Python regex test the sentence is valid


ACTIVE_LIST = ACTOR | ACTIVE_LIST and ACTOR
ACTOR = NOUN | ARTICLE NOUN
ARTICLE = a | the
NOUN = tom | jerry | goofy | mickey | jimmy | dog | cat | mouse

By applying above rule I can generate

a tom 
tom and a jerry 
the tom and a jerry 
the tom and a jerry and tom and dog

but not

Tom 
the Tom and me

can I check the sentence is correct by only using python re module. I know how to match certain char by [abc] but don't know about word. Actually I am trying to solve this ACM problem. If someone assist me partially I can do the rest. This is my 1st question at this arena. Any suggestion or improvement highly appreciated.


Solution

  • Yes, you can write that as a regex pattern, because the grammar is regular. The regular expression will be pretty long, but it could be generated in a fairly straight-forward way; once you have the regex, you just compile it and apply it to each input.

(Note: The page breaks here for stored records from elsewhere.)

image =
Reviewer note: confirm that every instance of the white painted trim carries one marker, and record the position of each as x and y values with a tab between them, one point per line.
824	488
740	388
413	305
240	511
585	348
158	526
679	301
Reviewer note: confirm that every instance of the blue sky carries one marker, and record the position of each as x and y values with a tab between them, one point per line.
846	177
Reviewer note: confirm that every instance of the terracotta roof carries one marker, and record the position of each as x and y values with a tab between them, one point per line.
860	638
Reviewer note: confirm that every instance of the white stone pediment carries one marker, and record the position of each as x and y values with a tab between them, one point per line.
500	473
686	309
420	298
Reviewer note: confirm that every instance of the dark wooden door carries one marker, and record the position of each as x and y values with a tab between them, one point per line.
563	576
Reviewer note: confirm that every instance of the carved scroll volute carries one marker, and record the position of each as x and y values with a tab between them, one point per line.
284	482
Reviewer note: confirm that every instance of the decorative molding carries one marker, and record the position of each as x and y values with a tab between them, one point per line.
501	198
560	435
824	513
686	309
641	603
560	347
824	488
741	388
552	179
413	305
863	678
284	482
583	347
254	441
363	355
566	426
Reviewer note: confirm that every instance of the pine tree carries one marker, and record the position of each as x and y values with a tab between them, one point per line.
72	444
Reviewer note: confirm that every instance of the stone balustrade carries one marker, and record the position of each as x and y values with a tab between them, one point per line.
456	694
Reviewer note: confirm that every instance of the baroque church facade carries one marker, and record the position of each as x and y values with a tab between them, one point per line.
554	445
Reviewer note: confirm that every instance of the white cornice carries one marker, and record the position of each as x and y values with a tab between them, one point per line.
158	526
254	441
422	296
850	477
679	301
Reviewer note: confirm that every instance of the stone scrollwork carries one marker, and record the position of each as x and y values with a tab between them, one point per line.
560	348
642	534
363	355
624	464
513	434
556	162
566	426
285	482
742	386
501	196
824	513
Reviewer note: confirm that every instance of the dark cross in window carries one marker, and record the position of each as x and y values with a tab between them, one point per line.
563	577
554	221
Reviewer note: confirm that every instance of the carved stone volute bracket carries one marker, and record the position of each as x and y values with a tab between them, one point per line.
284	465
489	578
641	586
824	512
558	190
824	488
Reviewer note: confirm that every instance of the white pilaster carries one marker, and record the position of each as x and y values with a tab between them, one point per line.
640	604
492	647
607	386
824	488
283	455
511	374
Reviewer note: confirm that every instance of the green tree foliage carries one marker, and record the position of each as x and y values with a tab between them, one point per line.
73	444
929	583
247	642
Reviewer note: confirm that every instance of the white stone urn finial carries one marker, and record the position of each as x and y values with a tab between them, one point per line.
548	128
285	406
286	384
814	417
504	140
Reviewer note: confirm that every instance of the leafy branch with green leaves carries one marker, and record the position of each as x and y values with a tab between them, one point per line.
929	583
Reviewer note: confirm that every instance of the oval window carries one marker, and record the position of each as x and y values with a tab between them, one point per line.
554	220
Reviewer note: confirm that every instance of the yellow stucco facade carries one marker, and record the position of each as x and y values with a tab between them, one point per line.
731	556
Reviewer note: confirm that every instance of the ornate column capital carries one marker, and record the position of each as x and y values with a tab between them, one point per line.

    The key is to turn regular rules into repetitions. For example,

    STATEMENT = ACTION | STATEMENT , ACTION
    

    can be turned into

    ACTION (, ACTION)*
    

    Of course, that's just a part of the problem, because you'd first have to have transformed ACTION into a regular expression in order to create the regex for STATEMENT.

    The problem description glosses over an important issue, which is that the input does not just consist of lower-case alphabetic characters and commas. It also contains spaces, and the regular expression needs to insist on spaces at appropriate points. For example, the , above probably must (and certainly might) be followed by one (or more) spaces. It might be ok if it were preceded by a one or more spaces, too; the problem description isn't clear.

    So the correction regular expression for NOUN will actually turn out to be:

    ((a|the) +)?(tom|jerry|goofy|mickey|jimmy|dog|cat|mouse)
    

    (I also found it interesting that the grammar as presented lets VERB match "hatesssssssss". I have no idea whether that was intentional.)